Time series for Canada, Singapore, the United Kingdom and the United States is available starting from the year 2012 while information on online job postings for Belgium, France, Germany, Italy and the Netherlands starts in 2018 up to recent months of 2022. This report analyses the evolution of job postings also during the recent COVID-19 pandemic.
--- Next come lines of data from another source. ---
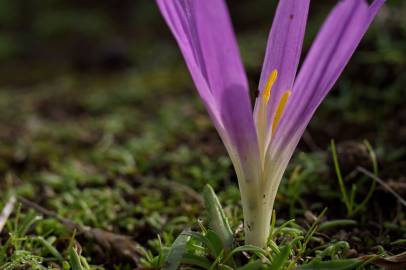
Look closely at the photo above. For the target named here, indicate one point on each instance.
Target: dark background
(97, 111)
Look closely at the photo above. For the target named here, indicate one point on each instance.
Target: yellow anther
(271, 80)
(279, 110)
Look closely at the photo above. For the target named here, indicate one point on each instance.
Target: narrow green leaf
(281, 258)
(345, 264)
(216, 243)
(205, 241)
(74, 259)
(217, 219)
(196, 260)
(175, 254)
(336, 223)
(246, 248)
(254, 265)
(51, 249)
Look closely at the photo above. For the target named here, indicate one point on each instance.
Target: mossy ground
(129, 152)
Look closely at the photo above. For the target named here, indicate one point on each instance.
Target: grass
(118, 162)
Results, therefore, capture the significant drop in economic activity and the associated labour market disruptions starting in early 2020 when virtually all countries put in place severe measures to control the spread of the Sars-Cov-19 virus.

The information contained in online job postings is extremely rich and large. The database used in this paper spans several gigabytes of data and sums up to millions of keywords collected from job postings in different countries and over time. In addition to its size, the information contained in online job postings differs from most traditional labour market statistics (such as, for instance, labour force surveys) in that it contains information in the form of text rather than numbers and figures. Differently from standard quantitative data, text bears “semantic meaning” which can be multifaceted and ambiguous but it can also convey a far greater amount of information than just numbers and figures.
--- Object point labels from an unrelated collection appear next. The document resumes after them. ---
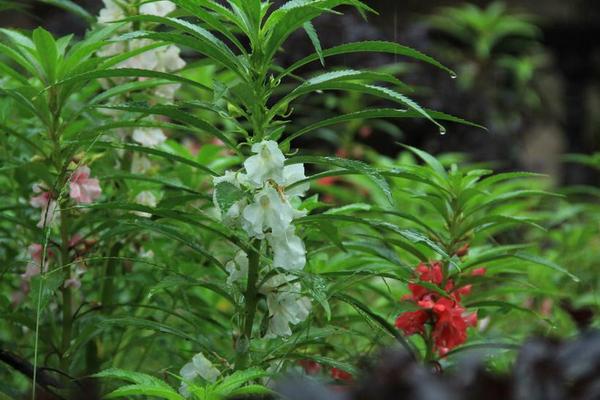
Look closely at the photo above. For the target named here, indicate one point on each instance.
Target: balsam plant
(217, 269)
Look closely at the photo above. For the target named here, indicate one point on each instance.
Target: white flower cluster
(161, 59)
(269, 216)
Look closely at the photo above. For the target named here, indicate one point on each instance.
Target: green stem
(67, 309)
(251, 299)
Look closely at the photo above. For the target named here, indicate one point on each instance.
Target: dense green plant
(497, 53)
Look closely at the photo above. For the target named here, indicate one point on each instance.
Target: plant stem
(251, 300)
(67, 309)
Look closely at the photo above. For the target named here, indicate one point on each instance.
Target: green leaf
(381, 322)
(350, 165)
(203, 42)
(73, 8)
(139, 323)
(177, 114)
(429, 160)
(544, 262)
(314, 38)
(294, 14)
(374, 90)
(227, 195)
(131, 376)
(43, 288)
(195, 7)
(227, 385)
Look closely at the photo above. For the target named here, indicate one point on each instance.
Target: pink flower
(83, 188)
(35, 252)
(341, 375)
(310, 367)
(412, 322)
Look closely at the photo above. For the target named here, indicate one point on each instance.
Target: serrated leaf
(314, 38)
(351, 165)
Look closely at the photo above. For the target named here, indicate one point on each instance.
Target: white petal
(288, 250)
(188, 372)
(205, 368)
(158, 8)
(148, 199)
Recent advances in machine learning techniques led to the development of so-called language models which have the objective of understanding the complex relationships between words (their semantics) by deriving and interpreting the context those words appear in. Language models (and in particular Natural Language Processing- NLP- models) interpret text information by feeding it to machine learning algorithms that derive the logical rules to interpret the semantic context in which words appear. NLP and language models, used in the remainder of this paper, are therefore better suited for the analysis of text information than traditional statistics and, as such, they are used for the analysis of online job postings in the remainder of this report.

In particular, the approach taken in this report leverages “Word2Vec”, a NLP algorithm developed by researchers in Google (Mikolov et al., 2013[8]). This algorithm functions by creating a mapping between the meaning (i.e. the semantics) of words contained in text and mathematical vectors, so-called “word vectors”. Put it differently, word vectors are the mathematical representation of the meaning of the words used in online job postings. Those vectors are plotted in a high-dimensional vector space (called “graph”) where words with similar meanings occupy close spatial positions in the vector space (see Annex 3.A).
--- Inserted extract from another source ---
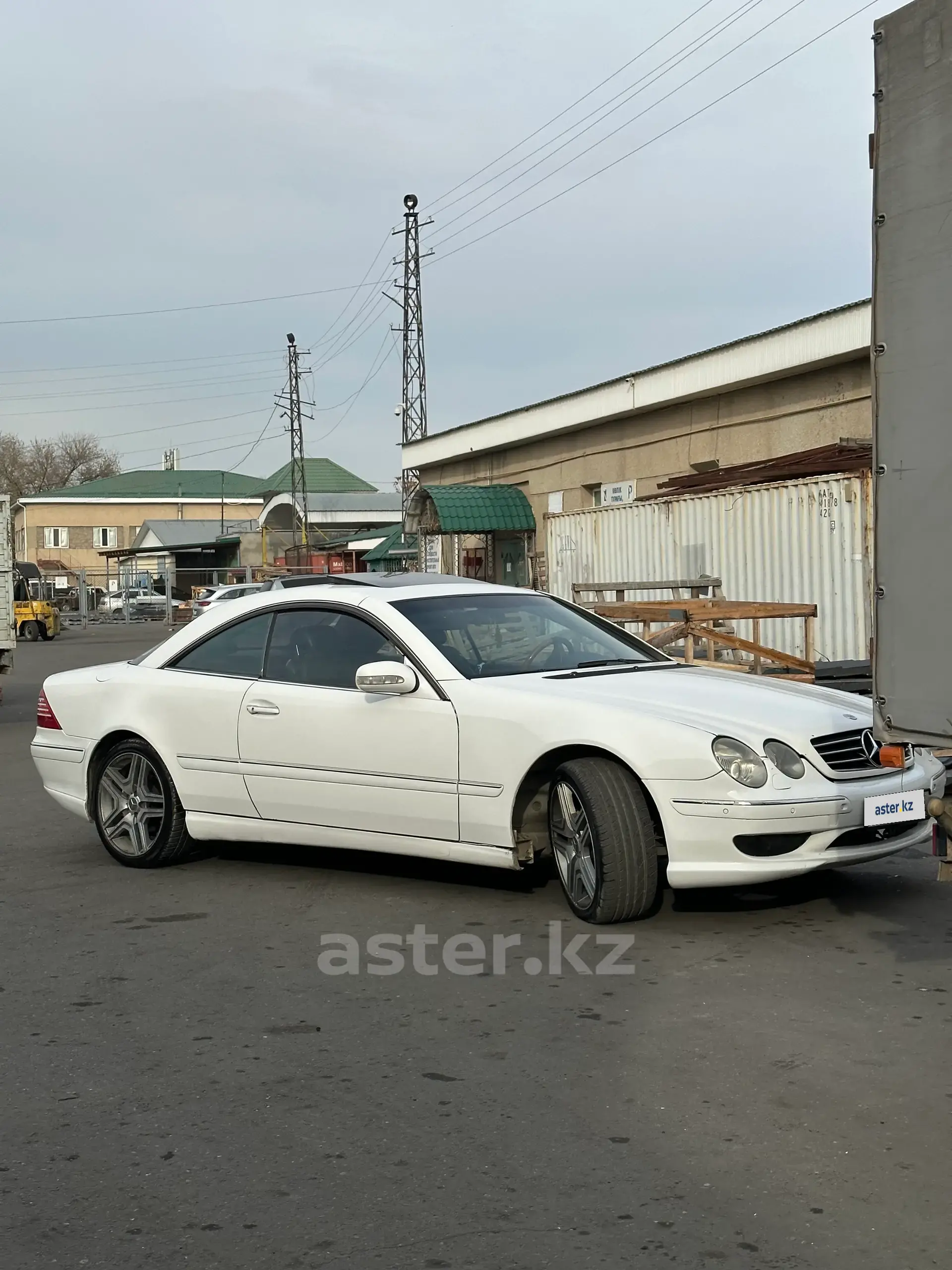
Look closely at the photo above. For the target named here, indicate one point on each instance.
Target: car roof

Since word vectors3 occupy a specific place in the vector space, this makes it possible to calculate the distance (i.e. the cosine similarity) between those vectors and to rank the relationships between skills from the closest to the farthest from any given occupation. In other words, by estimating their semantic closeness, this approach allows to rank the similarities between every skill (word) vector relative to any given occupation vector.4

Skills that are more similar to a certain occupation are interpreted in this report as being more “relevant” to the occupation (see Annex 3.A). Using this approach is, therefore, possible to assess whether the skill “Excel” is more relevant to the occupation “Economist” or to “Painter”, based on the semantic closeness of these words’ meanings extrapolated from millions of job postings.

In the remainder of this report, the matrix of skills-to-occupations relevance scores (the Semantic Skill Bundle Matrix, SSBM) is used to identify the occupations for which digital skills are particularly relevant as well as to assess the relationship between digital skills and occupations and the speed of diffusion of the demand for digital technologies and skills across labour markets. Technical details about the machine learning approach used are provided in Annex 3.A.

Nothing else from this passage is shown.